In October 1995, the FASB issued Statement No. 123, "Accounting for Stock-
Based Compensation" ("FAS 123"). FAS 123 establishes financial accounting and
reporting standards for stock-based employee compensation plans. FAS 123 is
effective for transactions entered into in fiscal years beginning after
December 15, 1995. In connection with the Offering, the Company has adopted
the 1996 Plan. With adoption of the 1996 Plan, the Company will account for
stock-based compensation awards under the provisions of Accounting Principles
Board Opinion No. 25, as permitted by FAS 123.

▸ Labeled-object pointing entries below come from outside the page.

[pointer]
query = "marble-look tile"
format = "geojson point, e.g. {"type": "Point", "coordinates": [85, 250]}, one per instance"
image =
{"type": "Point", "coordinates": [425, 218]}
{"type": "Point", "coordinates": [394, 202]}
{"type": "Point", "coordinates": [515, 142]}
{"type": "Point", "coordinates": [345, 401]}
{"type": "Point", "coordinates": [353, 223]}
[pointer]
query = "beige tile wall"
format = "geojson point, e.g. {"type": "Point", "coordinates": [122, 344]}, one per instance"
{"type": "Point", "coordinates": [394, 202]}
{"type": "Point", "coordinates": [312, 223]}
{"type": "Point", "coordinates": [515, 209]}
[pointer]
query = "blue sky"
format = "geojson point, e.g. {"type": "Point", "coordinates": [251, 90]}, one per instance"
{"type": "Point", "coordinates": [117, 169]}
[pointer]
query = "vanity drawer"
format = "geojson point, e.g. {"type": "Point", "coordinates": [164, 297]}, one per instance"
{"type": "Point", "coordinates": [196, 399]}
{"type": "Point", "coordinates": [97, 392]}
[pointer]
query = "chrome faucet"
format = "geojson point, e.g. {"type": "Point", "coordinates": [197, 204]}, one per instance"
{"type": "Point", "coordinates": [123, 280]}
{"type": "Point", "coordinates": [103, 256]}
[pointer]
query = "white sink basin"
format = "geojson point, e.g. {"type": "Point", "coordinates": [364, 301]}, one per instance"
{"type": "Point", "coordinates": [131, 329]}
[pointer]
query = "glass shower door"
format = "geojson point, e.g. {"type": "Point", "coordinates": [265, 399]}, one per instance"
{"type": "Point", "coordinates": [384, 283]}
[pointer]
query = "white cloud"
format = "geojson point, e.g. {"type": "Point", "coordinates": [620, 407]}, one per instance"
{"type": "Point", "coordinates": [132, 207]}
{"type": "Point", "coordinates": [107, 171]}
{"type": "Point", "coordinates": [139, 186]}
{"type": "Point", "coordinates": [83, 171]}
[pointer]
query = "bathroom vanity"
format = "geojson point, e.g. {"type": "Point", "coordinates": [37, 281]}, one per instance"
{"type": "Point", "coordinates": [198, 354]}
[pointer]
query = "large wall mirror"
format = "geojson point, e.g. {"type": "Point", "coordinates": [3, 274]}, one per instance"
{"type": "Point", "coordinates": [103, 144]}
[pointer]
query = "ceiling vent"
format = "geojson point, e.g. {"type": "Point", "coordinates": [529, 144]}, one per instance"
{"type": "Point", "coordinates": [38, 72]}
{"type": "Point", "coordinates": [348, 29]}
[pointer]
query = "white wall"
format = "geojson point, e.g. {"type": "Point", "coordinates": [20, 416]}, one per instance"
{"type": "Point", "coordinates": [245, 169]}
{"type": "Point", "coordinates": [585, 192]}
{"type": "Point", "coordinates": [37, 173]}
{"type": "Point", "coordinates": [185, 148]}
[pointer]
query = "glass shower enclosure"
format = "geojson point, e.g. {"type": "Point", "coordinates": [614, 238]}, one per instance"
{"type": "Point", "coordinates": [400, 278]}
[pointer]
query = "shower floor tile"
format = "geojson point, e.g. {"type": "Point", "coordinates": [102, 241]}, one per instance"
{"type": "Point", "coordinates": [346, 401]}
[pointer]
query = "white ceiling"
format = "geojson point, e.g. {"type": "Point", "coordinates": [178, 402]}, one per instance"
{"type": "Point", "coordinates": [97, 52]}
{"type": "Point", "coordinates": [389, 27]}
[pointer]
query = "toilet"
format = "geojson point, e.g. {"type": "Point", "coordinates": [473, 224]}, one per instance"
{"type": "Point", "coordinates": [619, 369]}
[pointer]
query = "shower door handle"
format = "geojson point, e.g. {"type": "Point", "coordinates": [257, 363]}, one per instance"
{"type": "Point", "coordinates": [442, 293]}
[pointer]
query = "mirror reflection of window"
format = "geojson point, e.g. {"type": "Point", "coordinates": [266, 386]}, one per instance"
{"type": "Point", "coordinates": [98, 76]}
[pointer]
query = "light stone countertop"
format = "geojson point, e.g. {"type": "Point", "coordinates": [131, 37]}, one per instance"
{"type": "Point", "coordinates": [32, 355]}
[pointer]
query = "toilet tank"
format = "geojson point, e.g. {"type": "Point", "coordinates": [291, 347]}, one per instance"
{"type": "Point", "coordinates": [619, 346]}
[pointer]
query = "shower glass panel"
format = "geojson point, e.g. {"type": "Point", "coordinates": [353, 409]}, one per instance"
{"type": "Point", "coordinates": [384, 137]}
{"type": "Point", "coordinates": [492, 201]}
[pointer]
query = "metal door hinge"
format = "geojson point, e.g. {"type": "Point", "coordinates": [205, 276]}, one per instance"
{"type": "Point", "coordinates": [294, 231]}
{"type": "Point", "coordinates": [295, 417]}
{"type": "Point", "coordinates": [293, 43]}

NOTE 9. UNAUDITED PRO FORMA SHAREHOLDERS' EQUITY
Unaudited pro forma shareholders' equity at March 30, 1996 gives effect to
the approximate 19.97 to 1 stock split to be effective upon consummation of
the Offering and the Reclassification as discussed in Note 7--Other Matters.
9
<PAGE>
ITEM 2. MANAGEMENT'S DISCUSSION AND ANALYSIS OF FINANCIAL CONDITION AND
RESULTS OF OPERATIONS
RESULTS OF OPERATIONS
The following discussion and analysis provides information which management
believes is relevant for an assessment and understanding of the Company's
consolidated results of operations and financial condition. The discussion
should be read in conjunction with the consolidated financial statements and
notes thereto contained in Part I of this report on Form 10-Q and with the
Company's Annual Report on Form 10-K for the year ended December 30, 1995. The
following table sets forth the percentage relationships to net sales of
certain income statement items.
<TABLE>
<CAPTION>
THREE MONTHS
ENDED
-------------------
APRIL 1, MARCH 30,
1995 1996
-------- ---------
<S> <C> <C>
Net sales................................................... 100.0% 100.0%
Raw material costs........................................ 50.1 46.7
Labor costs............................................... 6.4 7.3
Overhead costs............................................ 19.3 22.0
----- -----
Total cost of goods sold.................................... 75.8 76.0
----- -----
Gross profit.............................................. 24.2 24.0
Selling, general and administrative expenses................ 12.5 14.8
----- -----
Operating income.......................................... 11.7 9.2
Interest expense............................................ 9.9 8.6
Foreign currency transaction losses, net.................... 16.4 1.1
----- -----
(Loss) before income taxes (benefit)........................ (14.6) (.5)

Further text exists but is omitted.